Malte Metzelder hatte Mekonnen für das Projekt mit Sven Hübscher und „kreative Lösungen“ nach Münster gelockt. Wie das ausging, ist hinlänglich bekannt. Dennoch will Mekonnen die Zeit nicht missen. „Das vergangene Jahr hat mich weitergebracht“, sagt er selbst. „Trotz des Abstiegs hatten wir ja viel Qualität im Kader. Unter diesen Umständen, mit fünf, sechs Einheiten in der Woche: Da schaut man sich viel ab.“ Jetzt hoffe er die Früchte ernten zu können.
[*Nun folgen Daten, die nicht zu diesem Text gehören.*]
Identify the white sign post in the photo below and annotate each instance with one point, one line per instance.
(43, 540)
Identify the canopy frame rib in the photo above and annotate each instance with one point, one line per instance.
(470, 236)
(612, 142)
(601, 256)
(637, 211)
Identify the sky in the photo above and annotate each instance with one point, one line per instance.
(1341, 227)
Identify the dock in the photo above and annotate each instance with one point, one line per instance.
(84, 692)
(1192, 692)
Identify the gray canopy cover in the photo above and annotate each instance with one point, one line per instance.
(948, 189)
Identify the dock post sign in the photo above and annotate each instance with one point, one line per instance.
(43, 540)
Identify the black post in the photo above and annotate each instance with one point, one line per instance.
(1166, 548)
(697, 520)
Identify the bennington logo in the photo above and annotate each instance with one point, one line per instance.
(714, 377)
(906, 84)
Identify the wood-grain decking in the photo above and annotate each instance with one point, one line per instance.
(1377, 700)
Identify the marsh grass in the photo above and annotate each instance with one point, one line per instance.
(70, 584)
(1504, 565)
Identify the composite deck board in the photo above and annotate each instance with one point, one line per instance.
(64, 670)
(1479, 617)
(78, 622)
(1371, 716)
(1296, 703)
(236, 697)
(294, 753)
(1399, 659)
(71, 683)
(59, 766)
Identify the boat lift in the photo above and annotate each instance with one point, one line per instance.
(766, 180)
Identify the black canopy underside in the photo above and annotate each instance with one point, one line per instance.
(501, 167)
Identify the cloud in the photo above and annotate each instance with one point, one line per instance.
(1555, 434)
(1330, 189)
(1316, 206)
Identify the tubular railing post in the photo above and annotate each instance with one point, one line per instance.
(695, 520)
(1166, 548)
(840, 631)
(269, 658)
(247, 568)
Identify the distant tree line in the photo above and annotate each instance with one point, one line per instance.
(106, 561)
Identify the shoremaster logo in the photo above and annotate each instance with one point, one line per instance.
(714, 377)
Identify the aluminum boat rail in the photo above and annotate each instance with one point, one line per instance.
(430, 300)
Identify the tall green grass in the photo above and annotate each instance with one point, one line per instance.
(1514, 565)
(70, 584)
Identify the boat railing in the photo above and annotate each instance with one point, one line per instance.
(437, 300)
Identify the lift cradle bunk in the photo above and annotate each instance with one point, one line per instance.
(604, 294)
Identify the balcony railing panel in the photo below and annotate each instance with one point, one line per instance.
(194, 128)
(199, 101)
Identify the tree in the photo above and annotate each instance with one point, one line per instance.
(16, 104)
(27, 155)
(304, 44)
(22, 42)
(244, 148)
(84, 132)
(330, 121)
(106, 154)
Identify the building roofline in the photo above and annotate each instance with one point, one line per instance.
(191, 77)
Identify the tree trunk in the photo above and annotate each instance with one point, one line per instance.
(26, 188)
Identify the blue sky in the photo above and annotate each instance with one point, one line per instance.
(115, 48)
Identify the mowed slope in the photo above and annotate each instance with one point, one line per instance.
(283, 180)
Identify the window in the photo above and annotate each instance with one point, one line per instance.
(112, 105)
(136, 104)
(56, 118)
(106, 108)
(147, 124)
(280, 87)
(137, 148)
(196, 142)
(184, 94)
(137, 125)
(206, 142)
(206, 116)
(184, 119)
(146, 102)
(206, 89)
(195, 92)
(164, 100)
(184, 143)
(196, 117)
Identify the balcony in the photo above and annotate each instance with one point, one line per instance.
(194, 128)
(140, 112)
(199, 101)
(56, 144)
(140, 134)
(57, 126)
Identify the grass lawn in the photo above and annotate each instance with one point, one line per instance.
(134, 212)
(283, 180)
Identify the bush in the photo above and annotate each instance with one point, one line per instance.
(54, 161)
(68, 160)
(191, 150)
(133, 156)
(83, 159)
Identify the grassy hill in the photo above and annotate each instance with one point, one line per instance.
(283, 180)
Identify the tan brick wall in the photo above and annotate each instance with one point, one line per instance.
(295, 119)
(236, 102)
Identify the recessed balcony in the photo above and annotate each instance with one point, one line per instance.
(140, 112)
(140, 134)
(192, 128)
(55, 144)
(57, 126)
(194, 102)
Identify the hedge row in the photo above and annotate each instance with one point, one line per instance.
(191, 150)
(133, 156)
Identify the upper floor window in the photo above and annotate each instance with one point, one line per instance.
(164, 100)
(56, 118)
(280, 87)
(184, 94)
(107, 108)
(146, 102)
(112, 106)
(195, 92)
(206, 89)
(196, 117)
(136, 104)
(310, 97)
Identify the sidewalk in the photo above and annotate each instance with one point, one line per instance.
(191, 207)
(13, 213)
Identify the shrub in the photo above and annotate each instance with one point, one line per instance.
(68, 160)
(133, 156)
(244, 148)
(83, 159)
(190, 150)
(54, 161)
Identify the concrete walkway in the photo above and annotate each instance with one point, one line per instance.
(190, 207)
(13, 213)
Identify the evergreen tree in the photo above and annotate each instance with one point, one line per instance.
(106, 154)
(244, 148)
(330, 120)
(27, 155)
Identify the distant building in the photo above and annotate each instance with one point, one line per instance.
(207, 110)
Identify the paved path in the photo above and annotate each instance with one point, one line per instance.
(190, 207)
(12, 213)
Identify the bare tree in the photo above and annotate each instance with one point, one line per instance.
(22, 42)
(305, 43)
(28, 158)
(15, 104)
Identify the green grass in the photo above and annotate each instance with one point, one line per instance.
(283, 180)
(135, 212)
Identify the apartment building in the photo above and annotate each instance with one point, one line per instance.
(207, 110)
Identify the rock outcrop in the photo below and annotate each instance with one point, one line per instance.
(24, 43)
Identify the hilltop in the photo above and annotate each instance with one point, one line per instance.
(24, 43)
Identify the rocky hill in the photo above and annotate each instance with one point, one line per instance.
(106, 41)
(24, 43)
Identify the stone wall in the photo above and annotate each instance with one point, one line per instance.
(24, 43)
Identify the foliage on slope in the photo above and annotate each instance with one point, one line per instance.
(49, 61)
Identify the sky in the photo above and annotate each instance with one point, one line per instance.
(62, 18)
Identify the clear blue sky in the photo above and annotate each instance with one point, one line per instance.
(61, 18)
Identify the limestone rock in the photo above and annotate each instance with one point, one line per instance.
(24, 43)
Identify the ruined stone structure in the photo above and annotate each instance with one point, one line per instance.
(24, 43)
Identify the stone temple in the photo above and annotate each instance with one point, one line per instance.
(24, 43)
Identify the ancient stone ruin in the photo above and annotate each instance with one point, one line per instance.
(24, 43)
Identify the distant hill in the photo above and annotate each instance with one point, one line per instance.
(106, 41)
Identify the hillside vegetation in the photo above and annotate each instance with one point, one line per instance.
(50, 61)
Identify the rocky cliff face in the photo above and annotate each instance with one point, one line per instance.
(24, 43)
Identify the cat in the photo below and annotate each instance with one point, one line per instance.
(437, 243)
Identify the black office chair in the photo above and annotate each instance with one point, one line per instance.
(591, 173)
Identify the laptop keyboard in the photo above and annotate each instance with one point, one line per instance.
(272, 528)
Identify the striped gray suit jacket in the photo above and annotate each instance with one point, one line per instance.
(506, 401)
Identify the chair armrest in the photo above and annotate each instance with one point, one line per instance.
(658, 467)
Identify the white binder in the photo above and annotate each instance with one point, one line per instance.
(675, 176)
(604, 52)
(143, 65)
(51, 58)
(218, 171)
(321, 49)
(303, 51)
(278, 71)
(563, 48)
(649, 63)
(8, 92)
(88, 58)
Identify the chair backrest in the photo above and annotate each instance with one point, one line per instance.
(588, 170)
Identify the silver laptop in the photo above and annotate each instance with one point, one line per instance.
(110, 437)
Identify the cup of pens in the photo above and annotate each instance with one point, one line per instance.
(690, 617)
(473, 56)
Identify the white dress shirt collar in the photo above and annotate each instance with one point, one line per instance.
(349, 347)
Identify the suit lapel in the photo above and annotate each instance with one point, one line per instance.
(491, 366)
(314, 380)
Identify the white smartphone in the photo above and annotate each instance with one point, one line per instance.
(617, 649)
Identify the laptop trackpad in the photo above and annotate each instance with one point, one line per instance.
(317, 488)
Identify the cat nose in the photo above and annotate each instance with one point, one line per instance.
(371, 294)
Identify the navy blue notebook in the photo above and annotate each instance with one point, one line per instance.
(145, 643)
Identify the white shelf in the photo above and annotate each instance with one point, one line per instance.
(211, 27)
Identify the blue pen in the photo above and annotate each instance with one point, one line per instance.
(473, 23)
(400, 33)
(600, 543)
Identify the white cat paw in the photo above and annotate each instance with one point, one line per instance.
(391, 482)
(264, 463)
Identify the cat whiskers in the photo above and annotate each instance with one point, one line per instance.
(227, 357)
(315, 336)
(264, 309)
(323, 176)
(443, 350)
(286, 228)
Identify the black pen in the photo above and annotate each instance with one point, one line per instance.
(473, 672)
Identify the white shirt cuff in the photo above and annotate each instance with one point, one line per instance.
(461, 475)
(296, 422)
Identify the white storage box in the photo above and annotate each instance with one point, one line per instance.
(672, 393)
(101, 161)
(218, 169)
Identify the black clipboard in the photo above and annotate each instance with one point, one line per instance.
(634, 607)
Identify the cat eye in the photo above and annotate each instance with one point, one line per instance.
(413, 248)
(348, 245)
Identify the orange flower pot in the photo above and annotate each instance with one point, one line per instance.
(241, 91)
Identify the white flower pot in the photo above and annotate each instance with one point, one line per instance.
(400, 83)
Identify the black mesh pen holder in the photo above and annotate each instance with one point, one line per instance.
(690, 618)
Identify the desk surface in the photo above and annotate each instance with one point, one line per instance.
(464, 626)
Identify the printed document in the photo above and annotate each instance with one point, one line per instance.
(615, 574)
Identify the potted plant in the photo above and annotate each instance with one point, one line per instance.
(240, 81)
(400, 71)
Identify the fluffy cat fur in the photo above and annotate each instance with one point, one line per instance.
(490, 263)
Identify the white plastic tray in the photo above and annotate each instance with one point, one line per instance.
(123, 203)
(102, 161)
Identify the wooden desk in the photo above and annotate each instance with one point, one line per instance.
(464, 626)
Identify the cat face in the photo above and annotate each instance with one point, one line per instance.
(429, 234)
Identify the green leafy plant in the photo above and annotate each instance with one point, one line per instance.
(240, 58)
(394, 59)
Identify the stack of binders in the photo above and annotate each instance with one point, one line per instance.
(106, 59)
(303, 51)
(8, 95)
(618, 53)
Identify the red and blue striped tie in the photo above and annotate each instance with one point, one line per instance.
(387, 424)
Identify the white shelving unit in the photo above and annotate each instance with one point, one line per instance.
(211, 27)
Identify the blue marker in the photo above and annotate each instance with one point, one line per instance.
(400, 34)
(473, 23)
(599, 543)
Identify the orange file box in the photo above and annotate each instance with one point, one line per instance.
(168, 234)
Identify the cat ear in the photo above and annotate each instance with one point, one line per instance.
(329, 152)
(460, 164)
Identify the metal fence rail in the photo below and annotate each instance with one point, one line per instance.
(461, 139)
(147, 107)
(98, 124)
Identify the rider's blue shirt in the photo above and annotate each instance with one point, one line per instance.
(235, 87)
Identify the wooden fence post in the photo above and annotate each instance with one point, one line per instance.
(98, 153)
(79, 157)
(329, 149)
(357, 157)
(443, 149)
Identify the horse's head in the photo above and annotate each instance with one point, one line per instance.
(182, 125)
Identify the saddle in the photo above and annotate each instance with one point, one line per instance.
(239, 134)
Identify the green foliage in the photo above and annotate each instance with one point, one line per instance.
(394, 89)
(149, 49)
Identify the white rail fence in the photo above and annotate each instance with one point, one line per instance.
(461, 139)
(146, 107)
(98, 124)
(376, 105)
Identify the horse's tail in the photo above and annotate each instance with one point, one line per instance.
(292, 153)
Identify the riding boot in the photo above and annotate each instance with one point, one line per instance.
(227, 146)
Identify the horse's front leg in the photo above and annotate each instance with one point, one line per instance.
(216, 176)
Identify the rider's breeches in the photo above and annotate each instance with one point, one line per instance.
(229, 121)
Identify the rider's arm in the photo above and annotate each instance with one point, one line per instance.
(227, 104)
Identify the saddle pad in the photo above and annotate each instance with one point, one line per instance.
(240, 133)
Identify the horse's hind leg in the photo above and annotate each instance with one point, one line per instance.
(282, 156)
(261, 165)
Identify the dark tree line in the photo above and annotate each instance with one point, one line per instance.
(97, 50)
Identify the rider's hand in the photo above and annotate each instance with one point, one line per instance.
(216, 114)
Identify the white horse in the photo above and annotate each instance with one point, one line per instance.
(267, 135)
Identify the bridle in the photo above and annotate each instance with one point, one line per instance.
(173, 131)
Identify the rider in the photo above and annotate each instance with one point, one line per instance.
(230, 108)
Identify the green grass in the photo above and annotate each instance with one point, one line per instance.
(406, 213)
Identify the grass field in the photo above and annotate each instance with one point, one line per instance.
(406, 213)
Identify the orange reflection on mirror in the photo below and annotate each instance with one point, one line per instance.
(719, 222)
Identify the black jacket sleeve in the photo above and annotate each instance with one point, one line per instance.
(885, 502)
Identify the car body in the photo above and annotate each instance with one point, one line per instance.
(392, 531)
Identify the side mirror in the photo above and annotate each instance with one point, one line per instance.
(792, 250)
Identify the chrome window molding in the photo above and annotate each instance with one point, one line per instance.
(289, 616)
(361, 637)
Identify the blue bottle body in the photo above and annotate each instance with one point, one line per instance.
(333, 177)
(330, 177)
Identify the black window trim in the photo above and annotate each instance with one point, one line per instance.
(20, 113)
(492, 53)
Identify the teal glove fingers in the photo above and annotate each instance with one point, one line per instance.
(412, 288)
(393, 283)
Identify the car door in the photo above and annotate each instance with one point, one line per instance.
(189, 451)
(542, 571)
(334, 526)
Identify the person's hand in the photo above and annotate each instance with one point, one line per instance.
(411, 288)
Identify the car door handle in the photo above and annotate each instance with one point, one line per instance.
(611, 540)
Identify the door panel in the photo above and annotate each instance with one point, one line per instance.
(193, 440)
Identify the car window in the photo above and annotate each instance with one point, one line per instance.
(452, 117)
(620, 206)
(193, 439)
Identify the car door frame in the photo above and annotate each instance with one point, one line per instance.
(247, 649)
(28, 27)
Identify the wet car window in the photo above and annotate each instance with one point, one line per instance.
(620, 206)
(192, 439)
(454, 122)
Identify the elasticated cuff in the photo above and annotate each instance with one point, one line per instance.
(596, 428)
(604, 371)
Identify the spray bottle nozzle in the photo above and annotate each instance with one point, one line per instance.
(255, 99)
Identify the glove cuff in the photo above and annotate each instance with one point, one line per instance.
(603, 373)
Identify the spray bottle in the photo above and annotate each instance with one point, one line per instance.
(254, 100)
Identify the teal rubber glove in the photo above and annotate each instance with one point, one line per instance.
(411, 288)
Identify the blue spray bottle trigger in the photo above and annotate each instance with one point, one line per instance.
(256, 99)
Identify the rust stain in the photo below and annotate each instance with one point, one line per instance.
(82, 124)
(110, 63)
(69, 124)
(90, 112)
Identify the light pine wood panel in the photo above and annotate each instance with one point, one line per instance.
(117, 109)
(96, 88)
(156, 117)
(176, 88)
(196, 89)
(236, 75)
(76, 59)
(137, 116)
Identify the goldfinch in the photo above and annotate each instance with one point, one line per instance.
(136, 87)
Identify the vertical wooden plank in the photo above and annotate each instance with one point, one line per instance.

Die Zahlen und Daten zum 17. Spieltag
Er sei „gewachsen“, so Mekonnen über sein erstes Seniorenjahr. Nicht nur fußballerisch, auch körperlich. „Klar, am Anfang hatte ich eine Eingewöhnungsphase, aber zum Ende der Saison habe ich mich immer wohler gefühlt.“ Auch das ist vor allem sportlich gemeint, denn wohl hatte er sich im Team und in der Stadt ohnehin. „Das war von Anfang an super.“
Trotzdem: In der schwierigen Saison fand der SCP, fanden die verschiedenen Trainer keinen Platz in der Drittliga-Elf für den Mittelfeldspieler. Experimente waren nicht angesagt, die hektische Schlussphase der Saison machte alles nur noch schwieriger.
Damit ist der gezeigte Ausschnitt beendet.